On Friday 26th September, Parliament was recalled to debate and vote on the UK joining air strikes in Iraq against the Islamic State of Iraq and Levant (ISIL), also known as IS or ISIS.
The wording of the Government motion put before the House of Commons was:
“That this House condemns the barbaric acts of ISIL against the peoples of Iraq including the Sunni, Shia, Kurds, Christians and Yazidi and the humanitarian crisis this is causing; recognises the clear threat ISIL poses to the territorial integrity of Iraq and the request from the Government of Iraq for military support from the international community and the specific request to the UK Government for such support; further recognises the threat ISIL poses to wider international security and the UK directly through its sponsorship of terrorist attacks and its murder of a British hostage; acknowledges the broad coalition contributing to military support of the Government of Iraq including countries throughout the Middle East; further acknowledges the request of the Government of Iraq for international support to defend itself against the threat ISIL poses to Iraq and its citizens and the clear legal basis that this provides for action in Iraq; notes that this motion does not endorse UK air strikes in Syria as part of this campaign and any proposal to do so would be subject to a separate vote in Parliament; accordingly supports Her Majesty’s Government, working with allies, in supporting the Government of Iraq in protecting civilians and restoring its territorial integrity, including the use of UK air strikes to support Iraqi, including Kurdish, security forces’ efforts against ISIL in Iraq; notes that Her Majesty’s Government will not deploy UK troops in ground combat operations; and offers its wholehearted support to the men and women of Her Majesty’s armed forces.”

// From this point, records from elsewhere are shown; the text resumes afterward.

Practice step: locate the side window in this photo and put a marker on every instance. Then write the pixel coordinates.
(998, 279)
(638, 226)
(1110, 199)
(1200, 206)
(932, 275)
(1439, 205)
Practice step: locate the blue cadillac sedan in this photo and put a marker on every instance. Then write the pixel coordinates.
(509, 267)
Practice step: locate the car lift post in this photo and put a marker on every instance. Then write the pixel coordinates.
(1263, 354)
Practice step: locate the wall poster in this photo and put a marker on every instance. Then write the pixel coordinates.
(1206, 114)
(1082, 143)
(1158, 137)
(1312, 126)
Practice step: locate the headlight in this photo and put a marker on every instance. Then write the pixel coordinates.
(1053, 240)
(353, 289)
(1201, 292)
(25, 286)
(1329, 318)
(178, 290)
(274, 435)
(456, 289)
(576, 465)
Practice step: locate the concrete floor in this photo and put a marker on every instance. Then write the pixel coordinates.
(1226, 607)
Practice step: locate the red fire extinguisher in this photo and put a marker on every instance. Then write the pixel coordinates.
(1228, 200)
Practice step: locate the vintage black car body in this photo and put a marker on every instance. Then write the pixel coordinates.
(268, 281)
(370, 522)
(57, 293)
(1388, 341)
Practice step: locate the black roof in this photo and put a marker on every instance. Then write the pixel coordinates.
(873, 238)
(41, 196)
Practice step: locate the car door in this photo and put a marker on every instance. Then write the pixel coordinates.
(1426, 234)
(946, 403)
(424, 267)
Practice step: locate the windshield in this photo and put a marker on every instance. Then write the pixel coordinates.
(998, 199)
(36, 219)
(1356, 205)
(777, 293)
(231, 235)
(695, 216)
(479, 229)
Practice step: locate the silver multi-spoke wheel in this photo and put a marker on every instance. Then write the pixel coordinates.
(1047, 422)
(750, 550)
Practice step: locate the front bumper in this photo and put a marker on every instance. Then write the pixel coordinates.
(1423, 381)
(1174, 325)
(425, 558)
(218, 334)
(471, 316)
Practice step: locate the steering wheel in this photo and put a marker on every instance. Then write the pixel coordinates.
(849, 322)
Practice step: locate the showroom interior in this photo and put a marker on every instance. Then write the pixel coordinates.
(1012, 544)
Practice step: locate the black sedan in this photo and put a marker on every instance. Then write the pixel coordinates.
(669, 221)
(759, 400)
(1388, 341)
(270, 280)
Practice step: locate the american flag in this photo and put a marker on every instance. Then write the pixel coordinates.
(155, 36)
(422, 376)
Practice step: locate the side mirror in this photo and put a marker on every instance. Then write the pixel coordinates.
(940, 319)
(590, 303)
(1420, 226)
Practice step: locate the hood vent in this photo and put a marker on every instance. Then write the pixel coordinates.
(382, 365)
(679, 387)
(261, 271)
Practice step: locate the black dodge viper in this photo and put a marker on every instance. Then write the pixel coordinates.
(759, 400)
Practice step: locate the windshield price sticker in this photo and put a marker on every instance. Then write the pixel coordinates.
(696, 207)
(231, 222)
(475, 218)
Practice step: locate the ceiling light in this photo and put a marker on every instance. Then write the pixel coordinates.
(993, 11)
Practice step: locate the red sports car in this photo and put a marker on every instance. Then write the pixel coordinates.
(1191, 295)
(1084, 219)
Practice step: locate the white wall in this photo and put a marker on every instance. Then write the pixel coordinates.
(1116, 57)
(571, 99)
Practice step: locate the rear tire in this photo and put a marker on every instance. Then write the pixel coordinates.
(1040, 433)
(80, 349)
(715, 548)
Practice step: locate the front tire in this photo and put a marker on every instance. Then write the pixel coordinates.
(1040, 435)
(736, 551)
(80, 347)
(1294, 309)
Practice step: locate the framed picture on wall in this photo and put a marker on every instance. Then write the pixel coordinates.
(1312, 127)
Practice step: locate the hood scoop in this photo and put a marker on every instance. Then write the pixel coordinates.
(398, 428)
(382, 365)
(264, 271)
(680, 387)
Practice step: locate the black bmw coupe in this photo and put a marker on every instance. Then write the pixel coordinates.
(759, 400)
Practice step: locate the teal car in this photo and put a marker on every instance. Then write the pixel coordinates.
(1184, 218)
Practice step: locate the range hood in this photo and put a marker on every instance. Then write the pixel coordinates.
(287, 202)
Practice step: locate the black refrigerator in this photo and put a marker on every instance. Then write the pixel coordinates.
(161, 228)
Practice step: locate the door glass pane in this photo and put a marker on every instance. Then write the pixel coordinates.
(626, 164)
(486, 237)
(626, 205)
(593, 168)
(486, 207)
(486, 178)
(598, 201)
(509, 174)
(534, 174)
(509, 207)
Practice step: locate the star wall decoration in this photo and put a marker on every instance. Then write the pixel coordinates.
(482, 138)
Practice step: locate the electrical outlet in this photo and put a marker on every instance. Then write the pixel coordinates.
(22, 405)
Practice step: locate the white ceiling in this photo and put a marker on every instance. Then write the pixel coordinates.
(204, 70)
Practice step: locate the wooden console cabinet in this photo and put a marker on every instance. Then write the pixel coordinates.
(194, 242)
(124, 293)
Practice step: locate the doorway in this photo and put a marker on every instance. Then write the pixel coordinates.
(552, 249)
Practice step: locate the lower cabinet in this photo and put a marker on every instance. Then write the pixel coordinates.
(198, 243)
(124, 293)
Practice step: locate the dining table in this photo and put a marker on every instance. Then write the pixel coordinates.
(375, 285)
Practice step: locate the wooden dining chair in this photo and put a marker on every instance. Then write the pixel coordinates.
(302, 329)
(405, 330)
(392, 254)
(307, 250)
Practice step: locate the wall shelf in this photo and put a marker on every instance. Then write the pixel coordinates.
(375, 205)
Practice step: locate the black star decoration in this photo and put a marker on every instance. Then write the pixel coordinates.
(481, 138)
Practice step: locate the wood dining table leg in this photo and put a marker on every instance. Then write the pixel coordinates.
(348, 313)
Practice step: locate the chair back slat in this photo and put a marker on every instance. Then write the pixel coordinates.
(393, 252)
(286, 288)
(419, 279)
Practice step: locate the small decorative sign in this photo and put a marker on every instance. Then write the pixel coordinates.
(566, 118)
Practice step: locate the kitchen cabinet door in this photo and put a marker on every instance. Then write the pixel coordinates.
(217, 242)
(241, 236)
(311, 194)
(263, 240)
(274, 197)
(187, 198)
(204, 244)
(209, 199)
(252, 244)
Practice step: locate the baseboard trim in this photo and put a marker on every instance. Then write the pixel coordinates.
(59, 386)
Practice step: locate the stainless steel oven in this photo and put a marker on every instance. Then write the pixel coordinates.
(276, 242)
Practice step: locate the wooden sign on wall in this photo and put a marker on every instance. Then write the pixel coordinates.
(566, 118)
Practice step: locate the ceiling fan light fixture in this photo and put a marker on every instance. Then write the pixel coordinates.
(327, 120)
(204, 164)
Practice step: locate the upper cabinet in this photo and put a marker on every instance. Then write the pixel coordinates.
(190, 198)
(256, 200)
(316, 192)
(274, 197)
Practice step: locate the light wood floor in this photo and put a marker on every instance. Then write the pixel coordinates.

Naturally, my postbag and email inbox were inundated with the views of local people. Some were for military intervention, some were against.
The night before the debate, having considered the matter, I was pretty sure I would be voting ‘no’. I wasn’t sure what the Royal Air Force would achieve in dropping more bombs in Iraq.
I went to London to listen to the debate, hear the arguments and seek advice on specific points.
I met the Attorney General, Jeremy Wright who explained that this was very limited action in response to a letter from the Iraqi Government asking us to use six RAF Tornado Jets to contain the advance of ISIL. He made the point that the Iraqi Government had stated specifically that it did not want any UK combat troops on the ground.
It is the request from the Iraqi Government which particularly changed my view on this matter. The Attorney General’s assurance that this request makes the use of our forces legal on this occasion was an important factor.
I also spoke to Rory Stewart, Chair of the Defence Select Committee, who had just returned from Iraq where he had witnessed the situation at first-hand. Rory was sure that the most helpful thing we could do was to use our aircraft and surveillance drones to repel the advance of ISIL in Iraq. He confirmed that at that time ISIL was within 10 miles of Baghdad.
He also described the appalling situation of 400,000 refugees who, in the face of the ISIL advance, found themselves as sitting targets. Strategic use of RAF aircraft, within the efforts of the other 59 countries involved, could provide much needed cover for local forces to regroup and redeploy in the face of what had proven to be very hostile attacks.
I am very much aware that the 2003 invasion of Iraq – action I strongly opposed – resulted in public aversion to military intervention. However, that and previous invasions left Iraq with many problems and I feel we have some responsibility to help the Iraqi Government regain some stability.
Having heard all the arguments I felt that I should, on this occasion, support the motion.
My strong view on this conflict is that it is in the Middle East and primarily, it should be addressed by Middle Eastern Governments. I think we should use diplomatic channels to apply more pressure to other countries in the region, such as Saudi Arabia – which has an extensive military force at its disposal – so that each might take a more prominent role in challenging ISIL.
Whenever there is war, a peace always needs to be negotiated in order to bring hostilities to an end. However, it does appear that in the case of ISIL it is unlikely that its membership will negotiate with anyone.
I recognise there are contradictions in that one year ago, Parliament voted not to attack President Assad’s brutal regime in Syria but Syria is equally involved in this conflict. I am however sure that MPs will be returning to this appalling situation and I shall consider the arguments carefully before any further decision.